If Utf-8 stored all code-points in a single byte, then it would make sense why endianness doesn’t play any role and thus why BOM isn’t required. But since code points 128 and above are stored using 2, 3 and up to 6 bytes, which means their byte order on big endian machines is different than on little endian machines, so how can we claim Utf-8 always has the same byte order?

Thank you

EDIT:

UTF-8 is byte oriented

I understand that if two byte UTF-8 character C consists of bytes B1 and B2 ( where B1 is first byte and B2 is last byte ), then with UTF-8 those two bytes are always written in the same order ( thus if this character is written to a file on little endian machine LEM, B1 will be first and B2 last. Similarly, if C is written to a file on big endian machine BEM, B1 will still be first and B2 still last).

But what happens when C is written to file F on LEM, but we copy F to BEM and try to read it there? Since BEM automatically swaps bytes ( B1 is now last and B2 first byte ), how will app ( running on BEM ) reading F know whether F was created on BEM and thus order of two bytes wasn’t swapped or whether F was transferred from LEM, in which case BEM automatically swapped the bytes?

I hope question made some sense

EDIT 2:

In response to your edit: big-endian machines do not swap bytes if you ask them to read a byte at a time.

a) Oh, so even though character C is 2 bytes longs, app ( residing on BEM ) reading F will read into memory just one byte at the time ( thus it will first read into memory B1 and only then B2 )

b)

In UTF-8, you decide what to do with a byte based on its high-order bits

Assuming file F has two consequent characters C and C1 ( where C consists of bytes B1 and B2 while C1 has bytes B3, B4 and B5 ).
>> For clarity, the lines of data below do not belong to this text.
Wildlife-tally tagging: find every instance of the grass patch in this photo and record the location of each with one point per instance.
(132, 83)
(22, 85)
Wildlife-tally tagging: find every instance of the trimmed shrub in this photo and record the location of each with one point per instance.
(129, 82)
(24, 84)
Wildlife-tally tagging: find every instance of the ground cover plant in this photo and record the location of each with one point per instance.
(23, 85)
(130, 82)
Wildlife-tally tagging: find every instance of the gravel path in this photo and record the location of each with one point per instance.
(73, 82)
How will app reading F know which bytes belong together simply by checking each byte's high-order bits ( for example, how will it figure out that B1 and B2 taken together should represent a character and not B1,*B2* and B3)?
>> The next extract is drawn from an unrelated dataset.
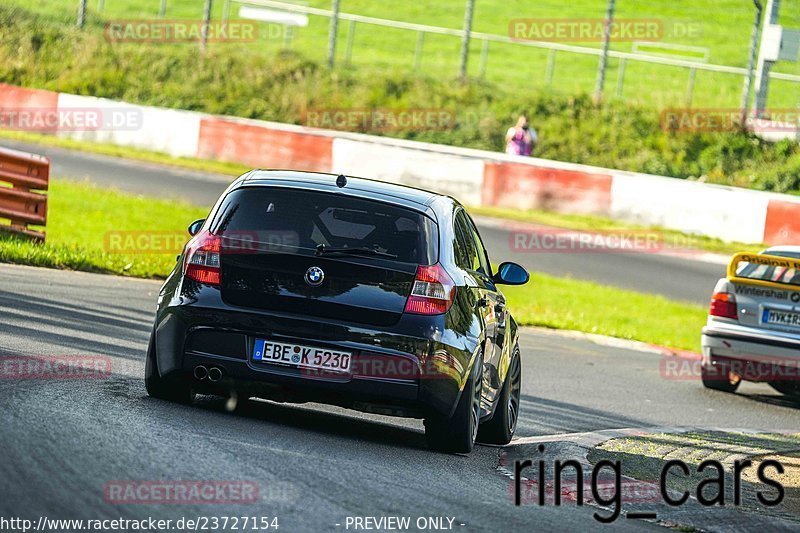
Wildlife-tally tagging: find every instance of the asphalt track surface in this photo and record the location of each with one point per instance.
(63, 440)
(677, 278)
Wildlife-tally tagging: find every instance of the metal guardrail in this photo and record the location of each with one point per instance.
(21, 176)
If you believe that you're seeing something different, please edit your question and include

I’m not saying that. I simply didn’t understand what was going on

c)Why aren't Utf-16 and Utf-32 also byte oriented?

The byte order is different on big endian vs little endian machines for words/integers larger than a byte.

e.g. on a big-endian machine a short integer of 2 bytes stores the 8 most significant bits in the first byte, the 8 least significant bits in the second byte. On a little-endian machine the 8 most significant bits will the second byte, the 8 least significant bits in the first byte.

So, if you write the memory content of such a short int directly to a file/network, the byte ordering within the short int will be different depending on the endianness.

UTF-8 is byte oriented, so there's not an issue regarding endianness. the first byte is always the first byte, the second byte is always the second byte etc. regardless of endianness.

To answer c): UTF-16 and UTF-32 represent characters as 16-bit or 32-bit words, so they are not byte-oriented.

For UTF-8, the smallest unit is a byte, thus it is byte-oriented. The alogrithm reads or writes one byte at a time. A byte is represented the same way on all machines.

For UTF-16, the smallest unit is a 16-bit word, and for UTF-32, the smallest unit is a 32-bit word. The algorithm reads or writes one word at a time (2 bytes, or 4 bytes). The order of the bytes in each word is different on big-endian and little-endian machines.